Mercedes-AMG is an engineering company that contracts manufacturers and engineers to customize Mercedes-Benz AMG vehicles.
They collect a continuous stream of data from 18,000 channels from their racing cars, measuring variables from over 300 sensors, and generating 1 TB of data each race weekend.
Mercedes-AMG needed a way to protect their intellectual property and data flowing in from cars, while continuously monitoring the landscape for potential threats. However, they also wanted to eliminate the burden of having to manage a cybersecurity program in its entirety.
They selected CrowdStrike’s Falcon Complete Managed Endpoint Security as a cloud security solution.
“As a team, we generate, process and analyze significant amounts of data, very quickly — we must ensure our information systems are an enabler for performance, not a blocker. But conversely, we also need to ensure they are secure,” says Michael Taylor, IT director at Mercedes-AMG.
Industry: Motorsports and engineering
Cloud Security Product: CrowdStrike Falcon Complete Managed Endpoint Security
Outcomes:
24/7 threat-hunting support team
Access to globally sourced threat intelligence in over 20 countries
Real-time data analysis for threat detection and mitigation
Read the full Mercedes-AMG and CrowdStrike Falcon Complete case study here.
Akami is a provider of edge security, web and mobile performance, and enterprise access and video-delivery solutions and services globally.
Due to the nature of their work, Akamai’s platform processes 250,000 edge servers deployed in thousands of locations worldwide each day.
This reliance on long-distance connectivity makes cloud security and data protection a priority.

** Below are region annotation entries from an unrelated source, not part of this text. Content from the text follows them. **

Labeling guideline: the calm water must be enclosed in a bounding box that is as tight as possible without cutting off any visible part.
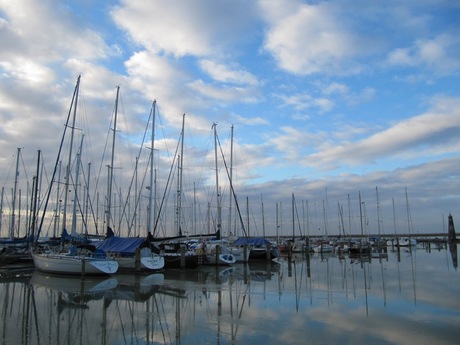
[0,243,460,345]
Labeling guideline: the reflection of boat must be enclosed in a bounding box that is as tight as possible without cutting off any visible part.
[97,232,165,271]
[397,237,417,247]
[158,242,202,268]
[32,245,118,275]
[196,240,236,265]
[0,246,32,266]
[30,271,118,295]
[313,243,334,253]
[232,237,280,261]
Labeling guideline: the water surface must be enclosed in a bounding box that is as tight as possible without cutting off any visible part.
[0,242,460,345]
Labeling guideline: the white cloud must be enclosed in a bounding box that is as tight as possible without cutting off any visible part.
[387,34,460,75]
[277,93,335,114]
[305,99,460,168]
[112,0,253,57]
[260,1,360,75]
[200,60,258,85]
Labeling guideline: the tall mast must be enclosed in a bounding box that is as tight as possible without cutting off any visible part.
[212,123,222,234]
[228,125,236,235]
[106,86,120,229]
[10,147,21,239]
[62,76,81,230]
[147,100,157,234]
[71,135,85,236]
[28,150,41,236]
[177,114,185,236]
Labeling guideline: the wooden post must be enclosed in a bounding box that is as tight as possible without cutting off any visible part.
[134,248,141,272]
[180,245,186,268]
[216,244,220,266]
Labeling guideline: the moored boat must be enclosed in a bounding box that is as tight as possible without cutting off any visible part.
[32,246,118,275]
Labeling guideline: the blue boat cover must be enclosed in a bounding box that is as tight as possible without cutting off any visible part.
[233,237,270,247]
[96,236,146,256]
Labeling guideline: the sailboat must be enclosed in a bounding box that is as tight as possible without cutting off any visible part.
[32,76,118,275]
[150,114,203,268]
[0,148,36,265]
[96,96,164,271]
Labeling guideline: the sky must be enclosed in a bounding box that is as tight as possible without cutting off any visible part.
[0,0,460,236]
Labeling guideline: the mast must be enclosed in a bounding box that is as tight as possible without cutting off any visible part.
[375,187,380,237]
[71,135,85,236]
[359,192,364,236]
[228,125,236,235]
[28,150,41,236]
[291,193,295,241]
[106,86,120,229]
[212,123,222,234]
[10,147,21,239]
[62,76,81,230]
[53,161,62,237]
[0,187,5,233]
[176,114,185,236]
[147,100,156,234]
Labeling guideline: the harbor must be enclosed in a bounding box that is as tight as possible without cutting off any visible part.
[0,239,460,345]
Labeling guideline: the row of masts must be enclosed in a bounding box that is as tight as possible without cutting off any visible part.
[0,76,452,242]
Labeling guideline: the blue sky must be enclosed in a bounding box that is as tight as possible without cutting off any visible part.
[0,0,460,235]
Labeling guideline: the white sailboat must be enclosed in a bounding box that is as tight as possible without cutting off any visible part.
[32,76,118,275]
[97,95,165,271]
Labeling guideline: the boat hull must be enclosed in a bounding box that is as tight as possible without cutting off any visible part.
[116,255,165,271]
[32,253,118,275]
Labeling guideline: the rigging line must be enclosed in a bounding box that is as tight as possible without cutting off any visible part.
[93,92,116,212]
[118,108,153,236]
[152,132,183,236]
[216,129,248,237]
[35,75,80,243]
[294,196,303,236]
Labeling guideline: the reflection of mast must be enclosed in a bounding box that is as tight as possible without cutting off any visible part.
[106,86,120,229]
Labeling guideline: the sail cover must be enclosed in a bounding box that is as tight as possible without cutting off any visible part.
[96,236,149,255]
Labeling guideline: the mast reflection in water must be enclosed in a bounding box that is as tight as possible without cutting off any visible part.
[0,244,460,345]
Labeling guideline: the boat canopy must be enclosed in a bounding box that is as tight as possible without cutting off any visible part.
[96,236,150,255]
[233,237,271,247]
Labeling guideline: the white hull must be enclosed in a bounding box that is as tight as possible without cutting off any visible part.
[30,271,118,294]
[228,246,252,262]
[32,253,118,275]
[313,244,334,253]
[116,255,165,271]
[206,254,236,265]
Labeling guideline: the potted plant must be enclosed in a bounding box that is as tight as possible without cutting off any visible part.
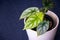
[20,0,59,40]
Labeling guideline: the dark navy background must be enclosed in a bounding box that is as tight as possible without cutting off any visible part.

“OneTrust PreferenceChoice is run by our marketing team, and the nice thing about the tool is we have had to do very little on the legal side,” says Jim Casey, associate general counsel and chief data protection officer at Akamai.
“That’s a really powerful aspect of the tool — it doesn’t require a team of lawyers and can be used cross-functionally throughout the business.”
Industry: Technology
Cloud Security Product: OneTrust PreferenceChoice and Website Scanning
Outcomes:
Gaining customer trust
Tool and management flexibility
Direct support through implementation, scaling, and upgrading
Read the full Akamai and OneTrust PreferenceChoice case study here.
Corix is a utility and energy solutions provider.
They harness natural resources and provide sustainable water, wastewater, electricity generation, and gas distribution solutions for districts and communities in the U.S. and Canada.
Corix also stores, manages, and analyzes massive volumes of customer and business data, ranging from individual consumers and business partners to municipalities and military installations.
“It became very apparent how incredibly difficult it would be for our small team to respond to a major incident at Corix,” says Carol Vorster, CIO at Corix.
“Deploying FireEye was more cost-effective than paying for the eight separate, independent security products we had deployed at the time.”
Industry: Utility and energy
Cloud security products: FireEye Email Security Cloud Edition, FireEye Helix, and Mandiant Managed Defense
Outcomes:
Saved money by cutting personnel costs and independent products
Streamlined security operations
Increased visibility across threat vectors
Fortified security posture with Mandiant experts on call
Read the full Corix and FireEye case study here.
Update the detailed information about Introduction To Google Firebase Cloud Storage Using Python on the Daihoichemgio.com website. We hope the article's content will meet your needs, and we will regularly update the information to provide you with the fastest and most accurate information. Have a great day!